# Is the dissociation energy of fluorine low?

##### 1 Answer
Oct 20, 2015

tldr; Yes, it is, due to the electron/electron coulombic repulsions that dominate because of the exceptionally short bond of ${\text{F}}_{2}$. If one had considered nuclear repulsions, that may contribute, but that is not the primary cause.

Surprisingly, yes. Comparing it to the other halogens, we have:

DeltaH_("F"_2) ~~ "159 kJ/mol"

DeltaH_("Cl"_2) ~~ "243 kJ/mol"

DeltaH_("Br"_2) ~~ "193 kJ/mol"

DeltaH_("I"_2) ~~ "151 kJ/mol"

It appears to be an anomaly in the pattern, where one might expect that due to the decreasing radii, the atoms are smaller and thus have shorter and stronger bonds at their equilibrium geometry. That is true to an extent.

BACKGROUND

Let us construct a simple equation relating the overall ground-state energy of a diatomic molecule as it varies according to bond distance.

Recall that on a potential energy curve, you have this delicate balance between putting the atoms too close and too far away. When they're too close, you get significant nuclear repulsions. Otherwise, you either don't have strong enough orbital overlap or you do. If you do, you form the bond. Furthermore, we have coulombic repulsions that instantaneously occur between electron pairs. Thus, we have a term for all three interactions.

E ~~ underbrace(E_"bond")_"dissociation/association" + underbrace(E_"pair")_"electron/electron repulsions" + underbrace(h_"nuc")_"nuclear repulsions"

In essence, these terms are, respectively:

• The bond dissociation energy (or energy stored in the bond)
• The coulombic repulsion energy associated with electron pairs repelling each other instantaneously
• The potential energy associated with two nuclei repelling each other as they get too close (remember the left side of the potential energy curve you saw in General Chemistry?)

TAKE-HOME MESSAGE

Remember that the goal is to achieve a minimum energy.

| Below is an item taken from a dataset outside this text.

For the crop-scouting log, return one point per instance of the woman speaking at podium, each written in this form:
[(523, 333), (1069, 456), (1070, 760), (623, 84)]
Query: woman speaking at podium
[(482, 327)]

The nuclei are so close together that we have a substantial electron/electron repulsion effect, since the valence electron clouds are the first to overlap as the nuclei approach each other. Remember, the atom is much larger than its nucleus.

Also, nuclear repulsions do destabilize the bond (remember, there are protons inside each nucleus). However, this is minor, and is secondary to the effect of the valence electron coulombic repulsions.

As both of the above effects increases in magnitude, ${E}_{\text{bond}}$ decreases. This overall decreases the dissociation energy of the bond.

The decrease in the dissociation energy reflects the lower stability of the bond, thus saying that it is easier to break the $\text{F"-"F}$ bond than, say, the $\text{Cl"-"Cl}$ bond.